By the mid-’60’s, Iturbi’s record company, Turia Records, was operational; José and Amparo were recording in José’s studio. Amparo was planning to record a new rendition of Goyescas, and some contemporary classical as well. But Amparo died in 1969. Close from early childhood, José and Amparo had shared an incredible musical rapport. Amparo’s loss seemed to
be the one from which he never recovered. He resigned from two of his three orchestras within a month.
But he still performed and still drew crowds.
In 1975 José Iturbi turned 80, and celebrated by doing the impossibly difficult. He led his old orchestra, the Rochester Philharmonic, both conducting and soloing, at Lincoln Center’s Avery Fisher Hall in New York. The reviewer said he “breezed through the trickier passages as if he were half his age.”
Audiences still piled in to see him on his 1976-1977 concert tour. In 1979 plans were announced for a special concert in Carnegie Hall to celebrate the 50th anniversary of Iturbi’s debut there. But the concert never took place; Iturbi’s health was failing. In March of 1980 doctors ordered him to take an “extended sabbatical.” In late June Iturbi was admitted to Cedars-Sinai Hospital. He died in the early morning hours of June 28th, 1980, and was buried at Holy Cross Cemetery in Culver City, California, where he had buried his daughter and his sister.

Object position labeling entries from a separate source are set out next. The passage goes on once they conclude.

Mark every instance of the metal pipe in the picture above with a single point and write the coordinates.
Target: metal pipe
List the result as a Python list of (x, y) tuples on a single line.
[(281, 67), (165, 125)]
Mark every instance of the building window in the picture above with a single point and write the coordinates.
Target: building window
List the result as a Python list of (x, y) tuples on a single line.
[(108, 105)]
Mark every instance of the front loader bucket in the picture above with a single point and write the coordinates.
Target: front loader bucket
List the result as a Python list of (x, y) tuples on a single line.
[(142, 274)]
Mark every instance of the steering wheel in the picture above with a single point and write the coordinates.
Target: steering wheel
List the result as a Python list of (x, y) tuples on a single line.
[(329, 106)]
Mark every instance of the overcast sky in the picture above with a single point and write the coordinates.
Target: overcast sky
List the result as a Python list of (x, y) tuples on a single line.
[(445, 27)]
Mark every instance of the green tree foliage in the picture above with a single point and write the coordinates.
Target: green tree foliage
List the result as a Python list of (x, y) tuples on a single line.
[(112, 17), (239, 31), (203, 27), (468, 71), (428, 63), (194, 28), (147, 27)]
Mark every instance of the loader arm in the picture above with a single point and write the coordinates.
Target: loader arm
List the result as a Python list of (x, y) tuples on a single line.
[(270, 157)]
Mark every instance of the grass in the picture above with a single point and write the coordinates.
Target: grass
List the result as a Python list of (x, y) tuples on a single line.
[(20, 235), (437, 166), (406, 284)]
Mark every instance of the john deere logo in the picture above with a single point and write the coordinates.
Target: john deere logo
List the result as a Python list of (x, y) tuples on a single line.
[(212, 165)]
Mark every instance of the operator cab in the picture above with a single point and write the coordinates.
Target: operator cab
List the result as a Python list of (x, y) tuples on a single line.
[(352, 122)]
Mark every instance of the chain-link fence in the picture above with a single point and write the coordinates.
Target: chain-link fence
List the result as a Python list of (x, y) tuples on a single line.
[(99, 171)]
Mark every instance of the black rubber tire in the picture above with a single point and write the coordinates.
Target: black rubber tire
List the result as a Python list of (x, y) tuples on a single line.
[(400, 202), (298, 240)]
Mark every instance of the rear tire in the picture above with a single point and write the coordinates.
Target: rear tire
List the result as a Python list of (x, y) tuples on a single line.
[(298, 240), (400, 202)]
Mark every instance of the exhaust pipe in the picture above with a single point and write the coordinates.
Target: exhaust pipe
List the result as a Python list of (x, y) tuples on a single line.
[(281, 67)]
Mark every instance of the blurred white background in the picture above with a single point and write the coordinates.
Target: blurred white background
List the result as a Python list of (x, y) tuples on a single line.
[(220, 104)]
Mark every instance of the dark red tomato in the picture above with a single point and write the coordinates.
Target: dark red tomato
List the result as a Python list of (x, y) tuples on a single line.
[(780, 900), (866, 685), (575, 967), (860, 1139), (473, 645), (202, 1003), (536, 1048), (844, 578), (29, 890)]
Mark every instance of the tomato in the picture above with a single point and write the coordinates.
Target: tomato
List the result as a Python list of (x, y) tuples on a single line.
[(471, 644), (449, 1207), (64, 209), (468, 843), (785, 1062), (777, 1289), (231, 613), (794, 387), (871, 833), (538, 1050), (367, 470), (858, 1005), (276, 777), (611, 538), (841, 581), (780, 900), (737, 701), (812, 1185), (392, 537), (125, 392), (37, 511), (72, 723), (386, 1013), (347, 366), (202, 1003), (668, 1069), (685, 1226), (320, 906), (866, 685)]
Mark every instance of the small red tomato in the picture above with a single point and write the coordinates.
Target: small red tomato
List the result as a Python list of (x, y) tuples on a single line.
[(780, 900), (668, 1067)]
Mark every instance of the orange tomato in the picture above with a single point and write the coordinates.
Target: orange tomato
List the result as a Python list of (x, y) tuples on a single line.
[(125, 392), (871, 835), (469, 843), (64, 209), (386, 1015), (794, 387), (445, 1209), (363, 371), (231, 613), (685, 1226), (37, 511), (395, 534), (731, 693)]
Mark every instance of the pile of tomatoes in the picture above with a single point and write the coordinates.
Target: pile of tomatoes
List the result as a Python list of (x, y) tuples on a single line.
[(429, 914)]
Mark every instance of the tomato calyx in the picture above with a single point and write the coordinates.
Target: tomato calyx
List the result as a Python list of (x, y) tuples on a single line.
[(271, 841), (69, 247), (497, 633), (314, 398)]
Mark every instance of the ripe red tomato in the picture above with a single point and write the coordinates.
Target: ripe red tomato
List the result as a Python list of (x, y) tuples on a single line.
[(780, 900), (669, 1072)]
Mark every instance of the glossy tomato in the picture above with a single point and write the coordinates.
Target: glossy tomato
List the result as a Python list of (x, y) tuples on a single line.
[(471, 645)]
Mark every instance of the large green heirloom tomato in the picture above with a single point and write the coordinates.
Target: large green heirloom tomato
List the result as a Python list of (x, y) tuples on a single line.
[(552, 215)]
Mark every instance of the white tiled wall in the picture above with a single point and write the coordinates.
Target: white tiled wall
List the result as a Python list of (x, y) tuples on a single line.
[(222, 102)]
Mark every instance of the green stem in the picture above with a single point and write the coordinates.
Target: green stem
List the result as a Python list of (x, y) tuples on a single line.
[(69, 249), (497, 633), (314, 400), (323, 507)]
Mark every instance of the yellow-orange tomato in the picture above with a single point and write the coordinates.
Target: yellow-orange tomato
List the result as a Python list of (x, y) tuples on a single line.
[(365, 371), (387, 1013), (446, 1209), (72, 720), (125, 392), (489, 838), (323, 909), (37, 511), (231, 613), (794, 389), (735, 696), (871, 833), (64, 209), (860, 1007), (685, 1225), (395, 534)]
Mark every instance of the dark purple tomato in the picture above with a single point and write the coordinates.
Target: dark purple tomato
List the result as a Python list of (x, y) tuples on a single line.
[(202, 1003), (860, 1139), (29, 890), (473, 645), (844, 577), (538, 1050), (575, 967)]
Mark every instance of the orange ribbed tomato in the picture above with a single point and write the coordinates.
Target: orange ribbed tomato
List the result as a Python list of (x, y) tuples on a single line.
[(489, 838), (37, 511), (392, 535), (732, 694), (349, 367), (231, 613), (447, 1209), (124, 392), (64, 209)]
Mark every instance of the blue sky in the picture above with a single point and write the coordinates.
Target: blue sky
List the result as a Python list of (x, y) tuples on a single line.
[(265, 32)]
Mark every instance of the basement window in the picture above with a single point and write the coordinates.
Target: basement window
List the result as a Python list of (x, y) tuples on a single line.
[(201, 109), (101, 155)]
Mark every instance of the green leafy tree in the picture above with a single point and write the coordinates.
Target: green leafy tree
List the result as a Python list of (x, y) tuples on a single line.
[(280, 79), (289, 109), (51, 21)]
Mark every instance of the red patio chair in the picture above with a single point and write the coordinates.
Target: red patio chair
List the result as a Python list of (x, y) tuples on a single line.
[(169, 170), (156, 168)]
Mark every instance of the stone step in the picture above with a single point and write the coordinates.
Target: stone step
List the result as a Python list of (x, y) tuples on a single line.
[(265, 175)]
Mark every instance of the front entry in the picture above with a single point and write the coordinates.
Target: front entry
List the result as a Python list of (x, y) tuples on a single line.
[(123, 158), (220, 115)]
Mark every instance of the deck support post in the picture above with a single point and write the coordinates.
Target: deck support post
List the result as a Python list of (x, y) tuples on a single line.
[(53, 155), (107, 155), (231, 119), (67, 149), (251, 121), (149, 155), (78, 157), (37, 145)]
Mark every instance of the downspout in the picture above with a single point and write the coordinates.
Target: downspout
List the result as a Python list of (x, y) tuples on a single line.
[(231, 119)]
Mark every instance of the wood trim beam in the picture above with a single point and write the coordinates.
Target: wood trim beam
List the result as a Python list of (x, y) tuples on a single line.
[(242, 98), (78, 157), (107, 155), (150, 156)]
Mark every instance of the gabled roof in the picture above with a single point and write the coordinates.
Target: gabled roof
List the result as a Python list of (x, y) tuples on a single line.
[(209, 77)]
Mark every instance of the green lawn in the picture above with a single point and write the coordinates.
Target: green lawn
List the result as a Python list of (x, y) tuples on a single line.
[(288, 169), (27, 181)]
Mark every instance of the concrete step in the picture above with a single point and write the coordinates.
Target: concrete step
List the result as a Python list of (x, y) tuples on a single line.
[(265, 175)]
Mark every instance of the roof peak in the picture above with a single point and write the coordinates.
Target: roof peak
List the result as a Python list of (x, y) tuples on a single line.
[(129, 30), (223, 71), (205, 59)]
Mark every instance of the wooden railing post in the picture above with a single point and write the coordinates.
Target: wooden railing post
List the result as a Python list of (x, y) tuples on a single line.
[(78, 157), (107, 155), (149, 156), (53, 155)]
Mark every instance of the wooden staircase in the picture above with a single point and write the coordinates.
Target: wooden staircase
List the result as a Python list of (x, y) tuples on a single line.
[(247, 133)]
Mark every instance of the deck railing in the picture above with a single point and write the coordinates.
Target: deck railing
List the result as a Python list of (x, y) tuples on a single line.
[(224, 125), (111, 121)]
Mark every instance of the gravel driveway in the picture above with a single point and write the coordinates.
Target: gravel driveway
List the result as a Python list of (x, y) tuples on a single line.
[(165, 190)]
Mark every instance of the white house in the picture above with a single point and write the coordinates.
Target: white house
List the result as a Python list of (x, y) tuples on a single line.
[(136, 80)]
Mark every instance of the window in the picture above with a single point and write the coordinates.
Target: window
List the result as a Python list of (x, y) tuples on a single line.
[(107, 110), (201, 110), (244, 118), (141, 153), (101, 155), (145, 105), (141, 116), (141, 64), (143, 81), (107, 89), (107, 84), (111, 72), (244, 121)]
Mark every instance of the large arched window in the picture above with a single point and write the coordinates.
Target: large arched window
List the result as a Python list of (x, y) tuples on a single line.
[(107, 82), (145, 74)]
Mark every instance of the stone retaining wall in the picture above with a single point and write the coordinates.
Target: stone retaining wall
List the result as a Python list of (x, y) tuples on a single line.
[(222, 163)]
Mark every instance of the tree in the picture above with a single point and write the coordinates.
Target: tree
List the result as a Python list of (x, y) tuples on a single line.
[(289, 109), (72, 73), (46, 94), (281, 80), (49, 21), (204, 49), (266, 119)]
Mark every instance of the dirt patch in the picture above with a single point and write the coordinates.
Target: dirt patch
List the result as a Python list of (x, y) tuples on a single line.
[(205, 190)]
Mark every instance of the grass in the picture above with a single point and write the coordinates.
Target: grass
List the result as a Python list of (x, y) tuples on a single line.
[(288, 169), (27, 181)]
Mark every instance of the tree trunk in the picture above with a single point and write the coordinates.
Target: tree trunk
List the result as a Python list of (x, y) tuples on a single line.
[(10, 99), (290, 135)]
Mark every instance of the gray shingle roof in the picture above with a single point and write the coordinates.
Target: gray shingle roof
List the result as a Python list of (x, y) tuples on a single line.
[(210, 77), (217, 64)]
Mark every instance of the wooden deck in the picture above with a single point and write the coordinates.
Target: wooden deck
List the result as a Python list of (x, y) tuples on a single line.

In Valencia, Iturbi is still a favorite son. The street where he was born now carries his name. There is a monument for him and Amparo in the gardens at Valencia’s Music Palace, and the Municipal Conservatory of Music also bears his name. Since 1981 there has been a biennial Iturbi international piano competition held in Valencia. But in the United States, aside from the José Iturbi Foundation, which holds a yearly series of young artist concerts and a musical competition in his memory, Iturbi has been largely forgotten.
Then, in 1999 Ivory Classics released an Iturbi CD that made Mozart fans take note. And the reviews show that true quality never dies. More recently, a new two-CD set of Iturbi’s playing has been released in France; and in the United States, Video Artists International released a new DVD of his Bell Telephone Hour performances. Perhaps if this trend continues, the world will again have reason to notice José Iturbi, pianist, conductor, composer, movie star…a man of “many fountains” of talent.